Abstract your code

Implementation abstraction makes your code flexible and decoupled from vendors or hard implementations, and finally, it's quite easy to follow, yet is constantly ignored.

This post would fit perfectly in a series named “Coding Practices that should be obvious, but for some unknown reason aren't”.

You might think that I'm about to mention interfaces, but not really.
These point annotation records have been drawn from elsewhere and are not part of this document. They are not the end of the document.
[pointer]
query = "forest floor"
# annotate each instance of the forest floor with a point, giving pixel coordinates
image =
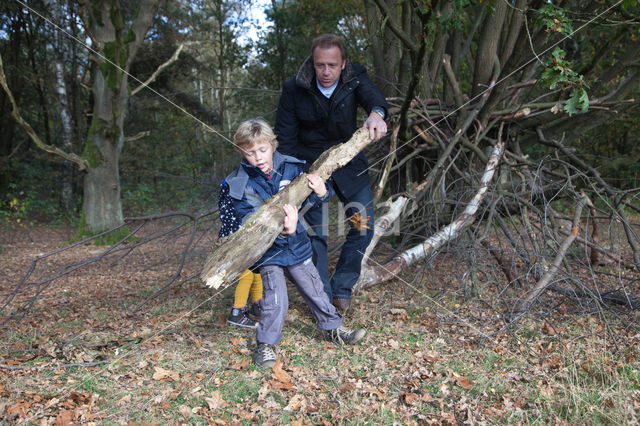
(431, 355)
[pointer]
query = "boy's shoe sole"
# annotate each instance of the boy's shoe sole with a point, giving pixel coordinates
(243, 323)
(265, 355)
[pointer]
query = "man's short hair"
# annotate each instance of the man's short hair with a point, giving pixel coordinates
(253, 131)
(325, 41)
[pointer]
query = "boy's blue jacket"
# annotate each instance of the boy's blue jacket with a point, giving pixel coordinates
(249, 188)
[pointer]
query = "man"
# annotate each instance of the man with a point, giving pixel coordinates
(317, 110)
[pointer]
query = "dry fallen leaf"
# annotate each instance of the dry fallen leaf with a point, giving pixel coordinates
(282, 386)
(264, 390)
(463, 382)
(162, 373)
(280, 374)
(185, 411)
(295, 403)
(215, 401)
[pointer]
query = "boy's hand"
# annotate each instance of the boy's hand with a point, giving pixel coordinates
(290, 219)
(317, 184)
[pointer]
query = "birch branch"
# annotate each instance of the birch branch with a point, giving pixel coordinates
(375, 274)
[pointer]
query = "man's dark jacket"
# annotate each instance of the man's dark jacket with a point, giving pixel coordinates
(307, 123)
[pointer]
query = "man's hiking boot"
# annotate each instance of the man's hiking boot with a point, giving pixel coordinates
(344, 336)
(265, 355)
(238, 318)
(254, 312)
(341, 304)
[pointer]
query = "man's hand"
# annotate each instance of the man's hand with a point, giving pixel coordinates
(316, 183)
(376, 125)
(290, 219)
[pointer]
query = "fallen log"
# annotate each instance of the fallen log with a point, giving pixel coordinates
(243, 248)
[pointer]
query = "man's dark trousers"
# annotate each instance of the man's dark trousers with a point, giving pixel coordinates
(347, 270)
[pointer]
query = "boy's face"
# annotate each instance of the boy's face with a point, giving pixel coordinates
(260, 154)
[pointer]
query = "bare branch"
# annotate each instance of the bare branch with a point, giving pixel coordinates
(159, 70)
(81, 162)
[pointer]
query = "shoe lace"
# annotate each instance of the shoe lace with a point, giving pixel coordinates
(339, 334)
(267, 352)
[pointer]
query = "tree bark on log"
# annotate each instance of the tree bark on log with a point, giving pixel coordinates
(246, 246)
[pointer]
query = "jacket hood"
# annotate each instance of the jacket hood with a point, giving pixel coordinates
(238, 179)
(307, 74)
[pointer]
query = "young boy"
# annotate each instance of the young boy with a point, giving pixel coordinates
(241, 315)
(263, 172)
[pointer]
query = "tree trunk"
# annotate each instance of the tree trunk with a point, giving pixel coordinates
(247, 245)
(66, 193)
(102, 206)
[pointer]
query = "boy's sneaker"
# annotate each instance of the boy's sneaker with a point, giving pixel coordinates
(254, 312)
(344, 336)
(265, 355)
(238, 318)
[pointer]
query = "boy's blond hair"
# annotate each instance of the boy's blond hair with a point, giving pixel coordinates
(254, 131)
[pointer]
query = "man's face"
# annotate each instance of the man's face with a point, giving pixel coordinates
(260, 155)
(328, 64)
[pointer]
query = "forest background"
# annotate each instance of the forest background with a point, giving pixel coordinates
(513, 152)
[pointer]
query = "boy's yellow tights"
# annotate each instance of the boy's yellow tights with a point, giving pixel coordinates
(248, 281)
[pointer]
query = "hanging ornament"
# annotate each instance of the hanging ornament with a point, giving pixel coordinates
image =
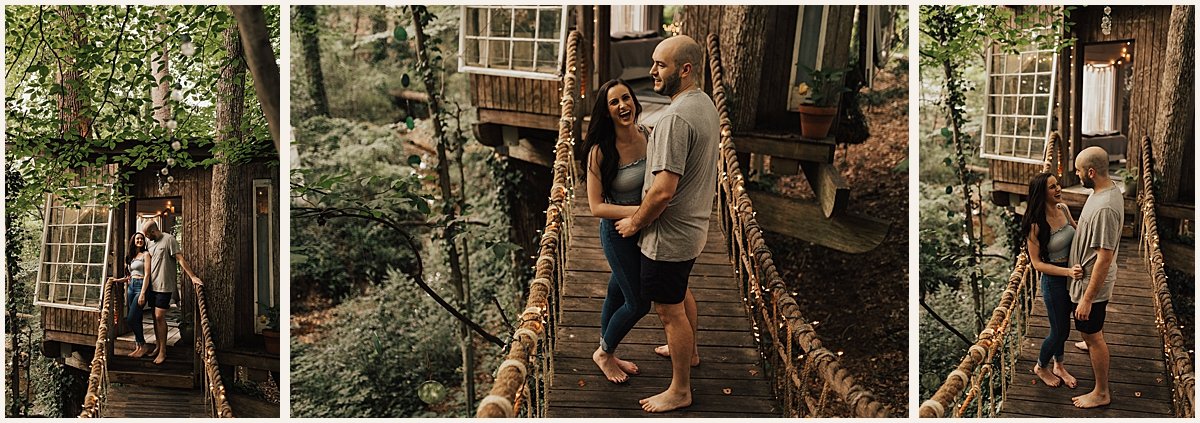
(1107, 21)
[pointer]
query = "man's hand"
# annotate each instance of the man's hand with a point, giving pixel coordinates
(627, 227)
(1083, 310)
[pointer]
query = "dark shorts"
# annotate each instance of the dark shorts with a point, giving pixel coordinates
(665, 283)
(159, 299)
(1095, 321)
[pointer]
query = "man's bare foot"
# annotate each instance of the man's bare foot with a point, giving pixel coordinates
(607, 363)
(665, 351)
(1067, 379)
(1092, 399)
(1047, 376)
(666, 401)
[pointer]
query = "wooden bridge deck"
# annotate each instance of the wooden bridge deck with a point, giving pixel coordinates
(729, 355)
(1138, 375)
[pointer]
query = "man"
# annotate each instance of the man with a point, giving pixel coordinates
(1095, 248)
(677, 201)
(165, 255)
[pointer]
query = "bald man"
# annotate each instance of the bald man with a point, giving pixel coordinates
(677, 201)
(1095, 248)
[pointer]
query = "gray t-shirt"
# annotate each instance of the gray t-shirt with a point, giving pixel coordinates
(163, 263)
(684, 142)
(1099, 226)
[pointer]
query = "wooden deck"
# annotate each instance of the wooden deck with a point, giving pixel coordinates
(730, 358)
(1138, 375)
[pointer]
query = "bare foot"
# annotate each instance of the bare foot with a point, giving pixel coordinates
(607, 364)
(666, 401)
(1092, 399)
(1047, 376)
(1067, 379)
(665, 351)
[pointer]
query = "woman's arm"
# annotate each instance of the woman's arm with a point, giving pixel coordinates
(595, 192)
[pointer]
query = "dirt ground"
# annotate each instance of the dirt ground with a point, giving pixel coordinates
(862, 301)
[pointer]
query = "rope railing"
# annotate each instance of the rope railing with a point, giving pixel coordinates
(522, 380)
(796, 353)
(214, 389)
(973, 383)
(1179, 361)
(97, 379)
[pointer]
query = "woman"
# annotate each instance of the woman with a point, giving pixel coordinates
(137, 263)
(615, 153)
(1048, 230)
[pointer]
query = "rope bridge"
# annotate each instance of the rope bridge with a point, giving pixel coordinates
(981, 385)
(808, 377)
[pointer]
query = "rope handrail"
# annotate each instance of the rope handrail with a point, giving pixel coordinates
(527, 369)
(1179, 361)
(797, 349)
(214, 389)
(97, 379)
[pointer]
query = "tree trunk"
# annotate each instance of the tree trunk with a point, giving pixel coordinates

Python has no "interface" and you can still follow the principle to make your life (and hopefully yours colleagues too) easier.
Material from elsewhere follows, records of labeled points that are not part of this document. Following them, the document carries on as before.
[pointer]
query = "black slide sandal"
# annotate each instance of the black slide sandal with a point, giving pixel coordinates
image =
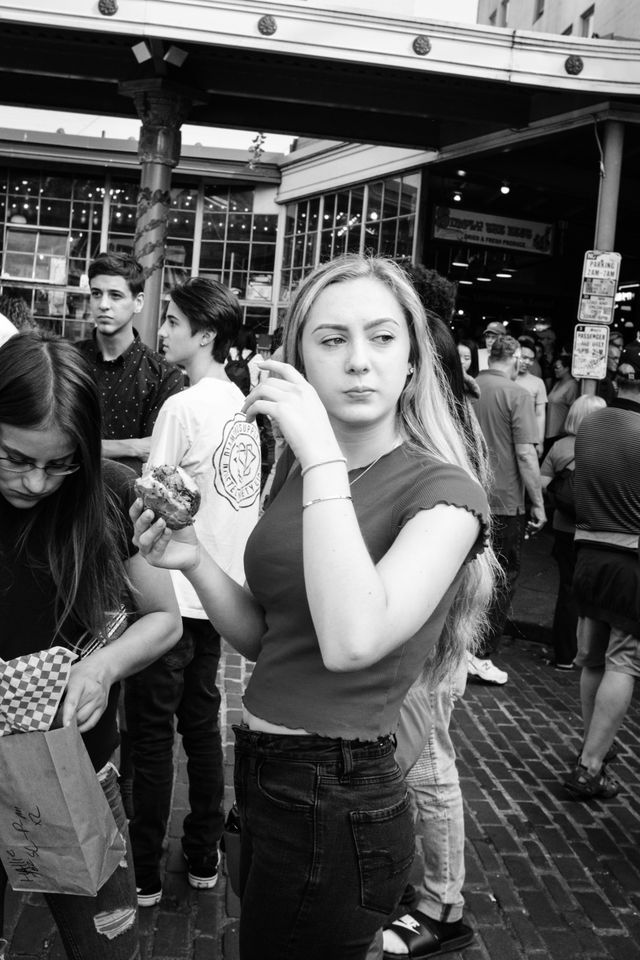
(422, 938)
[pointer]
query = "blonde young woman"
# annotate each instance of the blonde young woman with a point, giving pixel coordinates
(372, 541)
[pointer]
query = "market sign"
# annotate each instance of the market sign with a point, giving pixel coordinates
(598, 288)
(467, 226)
(590, 347)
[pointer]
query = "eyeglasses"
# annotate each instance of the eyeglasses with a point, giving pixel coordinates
(26, 466)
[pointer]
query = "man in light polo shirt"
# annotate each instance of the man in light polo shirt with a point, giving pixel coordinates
(506, 415)
(491, 331)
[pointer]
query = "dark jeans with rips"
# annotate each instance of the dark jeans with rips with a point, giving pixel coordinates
(508, 537)
(327, 844)
(180, 684)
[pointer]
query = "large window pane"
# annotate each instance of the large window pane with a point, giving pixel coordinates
(409, 196)
(374, 204)
(326, 245)
(406, 229)
(388, 238)
(211, 256)
(181, 224)
(391, 198)
(241, 201)
(265, 227)
(239, 227)
(57, 187)
(55, 213)
(213, 226)
(19, 265)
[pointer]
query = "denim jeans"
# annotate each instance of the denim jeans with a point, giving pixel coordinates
(180, 684)
(508, 537)
(104, 927)
(327, 844)
(565, 615)
(436, 800)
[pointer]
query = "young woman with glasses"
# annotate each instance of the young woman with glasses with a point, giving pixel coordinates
(67, 569)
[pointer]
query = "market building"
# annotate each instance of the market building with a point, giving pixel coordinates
(497, 156)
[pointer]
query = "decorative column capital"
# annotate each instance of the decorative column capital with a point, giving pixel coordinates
(162, 108)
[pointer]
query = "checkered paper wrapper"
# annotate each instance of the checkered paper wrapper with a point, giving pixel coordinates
(31, 688)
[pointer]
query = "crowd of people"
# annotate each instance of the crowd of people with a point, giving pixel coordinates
(368, 581)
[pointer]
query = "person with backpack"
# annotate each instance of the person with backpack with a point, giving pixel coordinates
(556, 474)
(243, 362)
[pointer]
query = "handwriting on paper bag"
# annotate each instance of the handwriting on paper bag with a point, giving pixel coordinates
(23, 855)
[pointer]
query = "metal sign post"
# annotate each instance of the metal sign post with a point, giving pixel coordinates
(598, 287)
(590, 347)
(597, 305)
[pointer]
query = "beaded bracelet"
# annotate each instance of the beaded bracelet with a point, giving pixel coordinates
(310, 503)
(322, 463)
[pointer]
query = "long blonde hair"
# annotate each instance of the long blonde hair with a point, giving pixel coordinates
(427, 423)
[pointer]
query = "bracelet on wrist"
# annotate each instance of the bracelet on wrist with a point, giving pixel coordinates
(310, 503)
(322, 463)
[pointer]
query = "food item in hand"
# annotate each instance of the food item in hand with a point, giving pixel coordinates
(171, 494)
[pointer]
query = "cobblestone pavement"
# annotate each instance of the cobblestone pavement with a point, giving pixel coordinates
(547, 877)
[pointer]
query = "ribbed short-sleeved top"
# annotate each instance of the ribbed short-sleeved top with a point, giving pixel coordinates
(290, 684)
(607, 478)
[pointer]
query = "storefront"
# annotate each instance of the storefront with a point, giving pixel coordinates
(53, 224)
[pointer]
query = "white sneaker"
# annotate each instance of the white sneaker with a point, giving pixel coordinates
(484, 671)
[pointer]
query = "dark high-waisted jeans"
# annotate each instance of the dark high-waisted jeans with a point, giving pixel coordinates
(327, 844)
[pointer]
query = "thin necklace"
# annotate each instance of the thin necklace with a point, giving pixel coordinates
(366, 470)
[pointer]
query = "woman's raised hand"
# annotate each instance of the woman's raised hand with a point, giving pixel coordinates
(160, 546)
(290, 400)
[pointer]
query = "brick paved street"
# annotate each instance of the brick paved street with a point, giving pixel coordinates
(546, 877)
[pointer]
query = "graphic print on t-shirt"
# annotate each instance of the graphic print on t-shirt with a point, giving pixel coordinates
(237, 463)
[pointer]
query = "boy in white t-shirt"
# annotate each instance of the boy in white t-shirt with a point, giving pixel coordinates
(202, 430)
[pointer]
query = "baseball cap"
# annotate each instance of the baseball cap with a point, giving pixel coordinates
(494, 327)
(630, 357)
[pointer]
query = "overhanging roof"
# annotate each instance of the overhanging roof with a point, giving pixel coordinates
(348, 75)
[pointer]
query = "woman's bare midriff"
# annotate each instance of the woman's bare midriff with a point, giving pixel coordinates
(263, 726)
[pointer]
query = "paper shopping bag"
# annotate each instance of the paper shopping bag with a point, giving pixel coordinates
(57, 832)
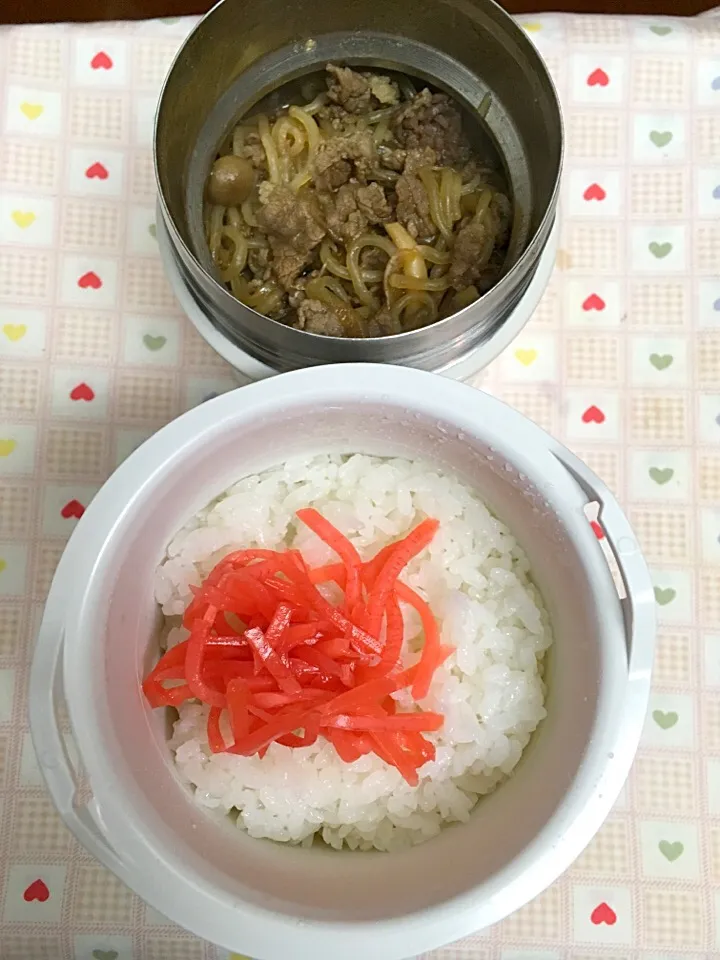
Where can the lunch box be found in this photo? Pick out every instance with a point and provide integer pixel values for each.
(111, 773)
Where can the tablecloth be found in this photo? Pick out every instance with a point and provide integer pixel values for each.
(621, 361)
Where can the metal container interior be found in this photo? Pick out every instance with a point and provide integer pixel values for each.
(243, 50)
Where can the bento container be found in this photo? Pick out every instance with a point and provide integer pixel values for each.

Every time that you write a piece of code that is very specific on the “how-to” and not the “what-to” you're cursed with code hard to change and evolve (sometimes called “legacy code”).
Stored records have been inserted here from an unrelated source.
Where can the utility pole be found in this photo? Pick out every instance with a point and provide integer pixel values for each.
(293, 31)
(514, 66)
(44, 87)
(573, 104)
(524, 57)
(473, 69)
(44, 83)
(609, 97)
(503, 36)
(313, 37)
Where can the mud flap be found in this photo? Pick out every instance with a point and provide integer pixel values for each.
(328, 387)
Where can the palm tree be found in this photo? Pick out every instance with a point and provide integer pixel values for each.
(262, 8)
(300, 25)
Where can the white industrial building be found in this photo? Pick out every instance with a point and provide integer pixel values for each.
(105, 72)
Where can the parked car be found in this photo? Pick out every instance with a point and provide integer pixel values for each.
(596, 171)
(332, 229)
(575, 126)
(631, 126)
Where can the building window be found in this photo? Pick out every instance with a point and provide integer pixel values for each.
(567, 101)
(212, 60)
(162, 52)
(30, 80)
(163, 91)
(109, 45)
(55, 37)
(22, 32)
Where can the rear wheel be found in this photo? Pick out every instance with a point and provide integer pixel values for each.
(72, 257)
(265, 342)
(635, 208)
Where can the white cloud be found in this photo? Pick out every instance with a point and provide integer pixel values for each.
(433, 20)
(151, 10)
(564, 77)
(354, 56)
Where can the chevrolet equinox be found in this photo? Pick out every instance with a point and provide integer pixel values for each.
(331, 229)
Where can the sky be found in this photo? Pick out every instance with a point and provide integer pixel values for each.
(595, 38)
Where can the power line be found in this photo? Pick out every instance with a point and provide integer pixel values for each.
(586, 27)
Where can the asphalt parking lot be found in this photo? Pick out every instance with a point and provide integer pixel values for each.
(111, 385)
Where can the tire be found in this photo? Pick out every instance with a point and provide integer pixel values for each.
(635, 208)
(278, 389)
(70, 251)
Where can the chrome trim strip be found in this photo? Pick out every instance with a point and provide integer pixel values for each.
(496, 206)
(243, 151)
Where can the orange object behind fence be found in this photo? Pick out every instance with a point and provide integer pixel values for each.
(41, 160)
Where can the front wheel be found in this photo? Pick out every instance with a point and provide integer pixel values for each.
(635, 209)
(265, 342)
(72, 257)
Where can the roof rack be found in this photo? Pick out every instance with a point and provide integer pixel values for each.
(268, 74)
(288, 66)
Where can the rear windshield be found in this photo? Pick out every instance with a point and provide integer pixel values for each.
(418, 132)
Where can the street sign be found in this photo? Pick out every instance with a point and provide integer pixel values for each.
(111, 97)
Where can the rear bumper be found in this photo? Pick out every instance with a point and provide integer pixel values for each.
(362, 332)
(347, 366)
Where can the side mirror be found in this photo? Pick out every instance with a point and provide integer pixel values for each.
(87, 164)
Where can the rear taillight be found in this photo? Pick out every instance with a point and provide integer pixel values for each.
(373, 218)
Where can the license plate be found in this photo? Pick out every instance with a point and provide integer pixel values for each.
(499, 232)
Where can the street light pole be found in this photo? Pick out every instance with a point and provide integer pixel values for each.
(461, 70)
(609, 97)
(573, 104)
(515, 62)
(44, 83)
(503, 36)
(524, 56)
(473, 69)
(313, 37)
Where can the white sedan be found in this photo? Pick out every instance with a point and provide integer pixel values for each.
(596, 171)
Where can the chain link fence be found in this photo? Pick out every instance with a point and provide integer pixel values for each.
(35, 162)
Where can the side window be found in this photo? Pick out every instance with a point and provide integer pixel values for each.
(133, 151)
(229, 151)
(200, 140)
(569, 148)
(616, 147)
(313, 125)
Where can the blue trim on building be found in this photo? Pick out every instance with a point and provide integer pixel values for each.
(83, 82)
Over time I noticed this simple concept being ignored over and over again, people leaking details when:

  • “querying database” ❌ instead of querying for an entity
  • “reading stream from Kafka” ❌ instead of listening to events
  • “popping SQS messages” ❌ instead of receiving messages
  • “pushing a function to celery” ❌ instead of scheduling a job

I'm about to show you one obvious example of where it might happen, and how to prevent it.

Just think about a Flask API that allows users to upload purchase receipts to store them in the cloud.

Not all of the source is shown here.